REMINDER – Once diamondback moth is present in the area, it is important to monitor individual canola fields for larvae. Remove the plants in an area measuring 0.1 m² (about 12″ square), beat them on to a clean surface and count the number of larvae (Fig. 1) dislodged from the plant. Repeat this procedure at least in five locations in the field to get an accurate count. The economic threshold for diamondback moth in canola at the advanced pod stage is 20 to 30 larvae/ 0.1 m² (approximately 2-3 larvae per plant). Economic thresholds for canola or mustard in the early flowering stage are not available. However, insecticide applications are likely required at larval densities of 10 to 15 larvae/ 0.1 m² (approximately 1-2 larvae per plant).
Figure 1. Diamondback larva measuring ~8mm long. Note brown head capsule and forked appearance of prolegs on posterior.
Figure 2. Diamondback moth pupa within silken cocoon.
Across the prairies, provincial staff coordinate diamondback pheromone trapping during the growing season: ● Low numbers of moths have been reported across Saskatchewan for the 2017 pheromone monitoring. ● Manitoba Agriculture and Rural Initiatives posted low DBM counts which can be reviewed here. ● Alberta Agriculture and Forestry has a live 2017 map reporting Diamondback moth pheromone trap interceptions. A copy of the map (retrieved July 20, 2017) is below for reference.
Bertha armyworm (Lepidoptera: Mamestra configurata) – REMINDER – Reporting sites across the prairies have generally reported lower cumulative interceptions and cumulative counts are summarized by provincial staff in Manitoba, SaskatchewanandAlberta.

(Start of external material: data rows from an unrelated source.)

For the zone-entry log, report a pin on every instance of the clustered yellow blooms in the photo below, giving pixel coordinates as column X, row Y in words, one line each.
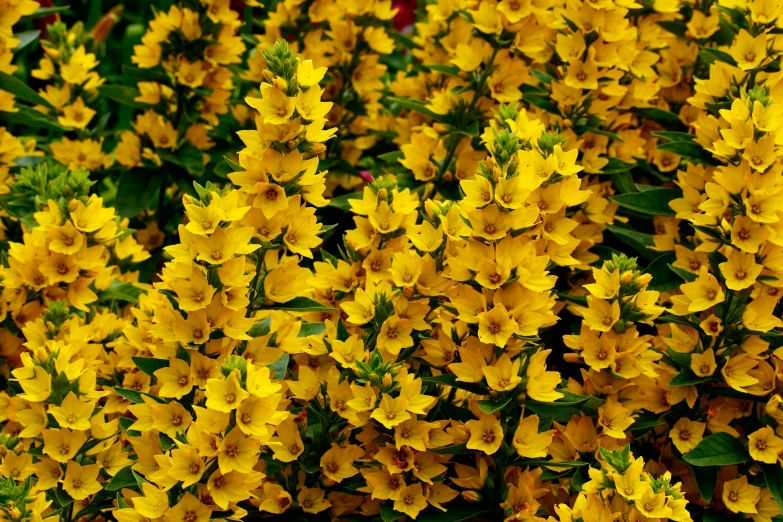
column 11, row 147
column 194, row 45
column 349, row 38
column 68, row 69
column 464, row 344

Scouting tips: ● Some bertha armyworm larvae remain green or pale brown throughout their larval life. ● Large larvae may drop off the plants and curl up when disturbed, a defensive behavior typical of cutworms and armyworms. ● Young larvae chew irregular holes in leaves, but normally cause little damage. The fifth and sixth instar stages cause the most damage by defoliation and seed pod consumption. Crop losses due to pod feeding will be most severe if there are few leaves. ● Larvae eat the outer green layer of the stems and pods exposing the white tissue. ● At maturity, in late summer or early fall, larvae burrow into the ground and form pupae. Monitoring: – Larval sampling should commence once the adult moths are noted. – Sample at least three locations, a minimum of 50 m apart. – At each location, mark an area of 1 m2 and beat the plants growing within that area to dislodge the larvae. – Count them and compare the average against the values in the economic threshold table below:
Lygus bugs (Lygus spp.) – Reminder – The economic threshold for Lygus in canola is applied at late flower and early pod stages.
Adult L. lineolaris (5-6 mm long) (photo: AAFC-Saskatoon).
Fifth instar lygus bug nymph (3-4 mm long) (photo: AAFC-Saskatoon).
Damage: Lygus bugs have piercing-sucking mouthparts and physically damage the plant by puncturing the tissue and sucking plant juices. The plants also react to the toxic saliva that the insects inject when they feed. Lygus bug infestations can cause alfalfa to have short stem internodes, excessive branching, and small, distorted leaves. They feed on buds and blossoms and cause them to drop. They also puncture seed pods and feed on the developing seeds causing them to turn brown and shrivel. Begin monitoring canola when it bolts and continue until seeds within the pods are firm. Since adults can move into canola from alfalfa, check lygus bug numbers in canola when nearby alfalfa crops are cut. Sample the crop for lygus bugs on a sunny day when the temperature is above 20°C and the crop canopy is dry. With a standard insect net (38 cm diameter), take ten 180° sweeps. Count the number of lygus bugs in the net. Repeat the sampling in another 14 locations. Samples can be taken along or near the field margins. Calculate the cumulative total number of lygus bugs and then consult the sequential sampling chart (Figure C). If the total number is below the lower threshold line, no treatment is needed. If the total is below the upper threshold line, take more samples. If the total is on or above the upper threshold line, calculate the average number of lygus bugs per 10-sweep sample and consult the economic threshold table.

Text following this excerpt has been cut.